Menurut Nikoforov, konsultasi sedang berlangsung tentang tempat dan waktu negosiasi. Semakin cepat pembicaraan dimulai, semakin banyak peluang untuk memulihkan kehidupan normal.
Sekretaris pers kepresidenan Rusia Dmitry Peskov, sebelumnya mengatakan bahwa Putin siap mengirim delegasi ke Minsk untuk melakukan pembicaraan dengan Ukraina. Kemudian, Nikoforov mengatakan bahwa sebagai tanggapan atas inisiatif untuk mengadakan pembicaraan di ibu kota Belarusia, pihak Ukraina menyarankan Warsawa di Polandia sebagai tempat yang memungkinkan untuk berunding.

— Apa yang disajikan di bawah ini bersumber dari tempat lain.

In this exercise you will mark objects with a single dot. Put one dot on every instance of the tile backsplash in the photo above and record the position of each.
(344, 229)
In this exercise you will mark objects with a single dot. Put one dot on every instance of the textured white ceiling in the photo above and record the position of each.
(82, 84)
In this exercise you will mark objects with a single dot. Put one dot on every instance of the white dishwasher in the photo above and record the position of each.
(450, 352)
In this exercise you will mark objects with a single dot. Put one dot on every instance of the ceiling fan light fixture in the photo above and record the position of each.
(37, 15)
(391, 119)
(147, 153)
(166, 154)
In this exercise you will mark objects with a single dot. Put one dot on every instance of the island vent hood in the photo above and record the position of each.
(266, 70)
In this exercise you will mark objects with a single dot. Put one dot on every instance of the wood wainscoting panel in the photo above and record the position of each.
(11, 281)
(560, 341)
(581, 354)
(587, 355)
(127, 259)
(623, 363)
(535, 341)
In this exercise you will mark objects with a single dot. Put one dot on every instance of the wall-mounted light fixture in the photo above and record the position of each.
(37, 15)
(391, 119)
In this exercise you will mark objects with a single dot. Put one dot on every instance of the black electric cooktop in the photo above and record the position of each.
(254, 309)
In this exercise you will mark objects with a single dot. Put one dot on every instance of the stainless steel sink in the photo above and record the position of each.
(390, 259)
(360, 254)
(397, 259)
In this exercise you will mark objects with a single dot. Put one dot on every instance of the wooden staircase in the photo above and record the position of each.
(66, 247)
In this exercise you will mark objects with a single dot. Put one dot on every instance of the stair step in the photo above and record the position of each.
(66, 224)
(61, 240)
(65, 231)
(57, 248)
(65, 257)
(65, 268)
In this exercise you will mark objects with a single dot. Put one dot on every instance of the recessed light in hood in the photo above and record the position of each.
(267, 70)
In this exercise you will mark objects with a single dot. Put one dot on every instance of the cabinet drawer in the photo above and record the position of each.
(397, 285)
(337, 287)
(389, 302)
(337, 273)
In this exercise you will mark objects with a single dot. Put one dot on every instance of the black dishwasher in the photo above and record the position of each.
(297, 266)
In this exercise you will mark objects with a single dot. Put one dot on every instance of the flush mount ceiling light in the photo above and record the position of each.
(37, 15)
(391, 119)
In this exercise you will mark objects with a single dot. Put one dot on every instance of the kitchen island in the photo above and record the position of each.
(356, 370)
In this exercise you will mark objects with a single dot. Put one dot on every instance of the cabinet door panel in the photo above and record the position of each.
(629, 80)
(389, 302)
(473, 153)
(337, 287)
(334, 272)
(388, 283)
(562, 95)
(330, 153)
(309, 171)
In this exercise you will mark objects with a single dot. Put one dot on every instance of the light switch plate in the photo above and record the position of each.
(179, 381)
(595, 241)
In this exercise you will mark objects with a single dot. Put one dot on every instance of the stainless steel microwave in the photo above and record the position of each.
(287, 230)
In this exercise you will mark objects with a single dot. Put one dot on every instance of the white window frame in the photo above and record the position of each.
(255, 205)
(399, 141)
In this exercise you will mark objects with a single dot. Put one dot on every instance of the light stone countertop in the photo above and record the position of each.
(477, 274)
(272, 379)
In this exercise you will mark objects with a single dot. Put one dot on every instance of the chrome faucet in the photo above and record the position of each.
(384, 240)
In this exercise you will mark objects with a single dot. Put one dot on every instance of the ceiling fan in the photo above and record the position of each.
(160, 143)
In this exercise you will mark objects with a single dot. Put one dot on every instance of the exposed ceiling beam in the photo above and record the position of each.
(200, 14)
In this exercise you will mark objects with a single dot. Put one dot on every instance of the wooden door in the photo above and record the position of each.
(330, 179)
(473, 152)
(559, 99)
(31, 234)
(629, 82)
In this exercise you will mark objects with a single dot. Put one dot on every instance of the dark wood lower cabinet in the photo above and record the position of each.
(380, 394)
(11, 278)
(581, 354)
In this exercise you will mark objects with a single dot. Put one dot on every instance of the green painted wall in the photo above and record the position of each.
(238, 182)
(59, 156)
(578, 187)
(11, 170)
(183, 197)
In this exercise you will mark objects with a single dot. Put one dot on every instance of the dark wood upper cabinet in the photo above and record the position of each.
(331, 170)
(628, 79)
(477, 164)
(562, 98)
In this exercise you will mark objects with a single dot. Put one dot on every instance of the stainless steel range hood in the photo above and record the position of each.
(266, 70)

Namun kontak Rusia dan Ukraina soal rencana gencatan senjata itu belum berlanjut lagi.
Presiden Rusia Vladimir Putin mengatakan dalam pidato yang disiarkan televisi pada Kamis pagi 24 Februari 2022, bahwa sebagai tanggapan atas permintaan para Kepala Republik Donbass, dia telah membuat keputusan untuk melakukan operasi militer khusus demi melindungi orang-orang "yang telah menderita pelecehan dan genosida oleh rezim Kyiv selama delapan tahun."
Putin menekankan dalam pidatonya, bahwa Rusia sama sekali tidak berniat untuk menduduki Ukraina. Wilayah Donbass dengan dua kota utamanya, Donetsk dan Luhansk pada 2014 menyatakan kemerdekaan dari Ukraina. Oleh Pemerintah Ukraina, kedua negara baru yang diberi nama Republik Rakyat Donetsk dan Republik Rakyat Luhansk dicap sebagai teroris.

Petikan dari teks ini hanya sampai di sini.